I would see the agencies on a walkabout and they would try and convince me to go into accommodation; they really tried to help me but I was not ready, one day I did, I was really low – the Navigator sorted a meeting at P3 the same day and since then I have been in their service –this has opened my life up to more options, I feel safe, I am treated with respect, they have given me hope something I did not have sleeping on the streets.
I can watch telly, relax and think about my future. I was living like a caveman on the streets, now I am living like a king.”
Fazia Bano – Chief Executive, St. George’s HUB said:
“St. George’s HUB is delighted to support the Alternative Giving Scheme. We know the people of Wolverhampton are very generous and this scheme offers the public an easy and practical way to make a real difference to the lives of the most vulnerable people of this City. By making a donation to Charities, every penny will be used to help the most vulnerable in this City.

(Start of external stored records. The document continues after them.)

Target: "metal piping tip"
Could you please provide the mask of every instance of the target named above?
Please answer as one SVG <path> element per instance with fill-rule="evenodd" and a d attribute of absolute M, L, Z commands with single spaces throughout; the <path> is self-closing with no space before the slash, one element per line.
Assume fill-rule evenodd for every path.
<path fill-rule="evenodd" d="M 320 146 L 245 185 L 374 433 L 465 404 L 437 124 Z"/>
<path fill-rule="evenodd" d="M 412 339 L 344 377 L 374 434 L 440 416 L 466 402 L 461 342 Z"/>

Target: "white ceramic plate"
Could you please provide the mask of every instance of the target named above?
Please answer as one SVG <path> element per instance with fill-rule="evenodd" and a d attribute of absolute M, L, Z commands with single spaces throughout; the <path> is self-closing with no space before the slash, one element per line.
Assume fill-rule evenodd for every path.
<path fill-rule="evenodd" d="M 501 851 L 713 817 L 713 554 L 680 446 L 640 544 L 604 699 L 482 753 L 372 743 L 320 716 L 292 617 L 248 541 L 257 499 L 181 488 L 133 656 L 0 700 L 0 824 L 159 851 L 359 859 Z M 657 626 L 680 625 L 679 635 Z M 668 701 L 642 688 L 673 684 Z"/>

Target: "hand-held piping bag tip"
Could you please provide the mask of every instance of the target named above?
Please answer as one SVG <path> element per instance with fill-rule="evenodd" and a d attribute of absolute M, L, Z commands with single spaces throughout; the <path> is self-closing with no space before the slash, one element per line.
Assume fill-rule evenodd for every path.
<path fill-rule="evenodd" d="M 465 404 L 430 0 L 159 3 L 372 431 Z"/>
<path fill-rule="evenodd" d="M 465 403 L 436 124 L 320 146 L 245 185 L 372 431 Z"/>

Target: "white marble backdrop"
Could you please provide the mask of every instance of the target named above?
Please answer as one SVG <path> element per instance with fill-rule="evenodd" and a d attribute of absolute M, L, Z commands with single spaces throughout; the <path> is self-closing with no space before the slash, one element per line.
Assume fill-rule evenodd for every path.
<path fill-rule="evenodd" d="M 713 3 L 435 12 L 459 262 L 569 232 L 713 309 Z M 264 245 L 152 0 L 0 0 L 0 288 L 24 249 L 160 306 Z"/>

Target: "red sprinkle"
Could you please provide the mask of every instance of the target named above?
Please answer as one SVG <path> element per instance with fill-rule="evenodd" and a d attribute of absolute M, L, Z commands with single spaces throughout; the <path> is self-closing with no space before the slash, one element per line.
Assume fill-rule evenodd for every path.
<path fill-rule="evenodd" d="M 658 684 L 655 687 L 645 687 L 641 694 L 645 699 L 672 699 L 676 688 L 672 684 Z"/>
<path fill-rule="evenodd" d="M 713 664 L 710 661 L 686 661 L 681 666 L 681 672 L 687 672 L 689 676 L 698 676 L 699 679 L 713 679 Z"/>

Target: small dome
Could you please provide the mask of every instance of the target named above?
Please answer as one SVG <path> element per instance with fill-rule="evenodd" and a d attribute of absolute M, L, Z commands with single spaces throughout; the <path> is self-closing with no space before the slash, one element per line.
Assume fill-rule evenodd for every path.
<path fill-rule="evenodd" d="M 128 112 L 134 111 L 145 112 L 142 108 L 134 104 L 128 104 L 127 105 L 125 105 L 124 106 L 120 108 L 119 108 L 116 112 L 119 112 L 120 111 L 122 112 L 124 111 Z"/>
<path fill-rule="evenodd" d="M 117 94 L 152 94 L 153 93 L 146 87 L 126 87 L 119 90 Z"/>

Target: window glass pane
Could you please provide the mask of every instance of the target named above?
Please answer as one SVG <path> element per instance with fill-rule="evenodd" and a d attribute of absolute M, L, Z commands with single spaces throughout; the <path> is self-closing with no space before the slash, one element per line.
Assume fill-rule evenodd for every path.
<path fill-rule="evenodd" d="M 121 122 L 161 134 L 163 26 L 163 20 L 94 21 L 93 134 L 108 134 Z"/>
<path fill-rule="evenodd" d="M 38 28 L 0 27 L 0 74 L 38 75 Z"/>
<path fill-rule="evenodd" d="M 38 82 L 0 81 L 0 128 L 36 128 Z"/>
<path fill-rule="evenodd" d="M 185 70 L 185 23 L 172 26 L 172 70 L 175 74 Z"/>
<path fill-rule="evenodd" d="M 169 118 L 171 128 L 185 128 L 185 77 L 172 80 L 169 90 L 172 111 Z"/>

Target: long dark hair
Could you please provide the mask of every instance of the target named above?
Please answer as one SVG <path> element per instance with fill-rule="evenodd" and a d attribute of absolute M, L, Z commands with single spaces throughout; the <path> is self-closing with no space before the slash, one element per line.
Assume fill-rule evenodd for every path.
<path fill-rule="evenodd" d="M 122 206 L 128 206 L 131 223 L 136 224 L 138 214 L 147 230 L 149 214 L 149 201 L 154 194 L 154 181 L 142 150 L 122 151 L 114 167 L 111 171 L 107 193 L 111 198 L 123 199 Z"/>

People need a home, a future and hope, this is the heart of what we do at St. George’s HUB. We offer people the tools to help themselves.
St. George’s HUB has worked for over 40 years with Wolverhampton’s forgotten and invisible people. For each of our clients, who have often been written off, there lies a story. Bereavement, relationship breakdown or abuse, can lead down a road resulting in homelessness. We work to improve the health, skills and life chances of people giving them the best possible prospect of turning their lives around. By working together, the public and local Charities can stop people begging and make sure help reaches those most in need.”
Wolves captain Danny Batth said: “I was delighted to meet the representatives from Wolverhampton Bid Company and offer support for their new initiative to encourage funding to go to the people in the City who most need it.
“When I helped to sell the Big Issue with the regular seller in Wolverhampton City Centre before Christmas, it was a real eye opener to learn more about homeless people and their efforts to improve their lives.
“Hopefully the people of Wolverhampton will support Wolverhampton BID to try and ensure those people who are trying to get back on their feet get as much help and support as possible.”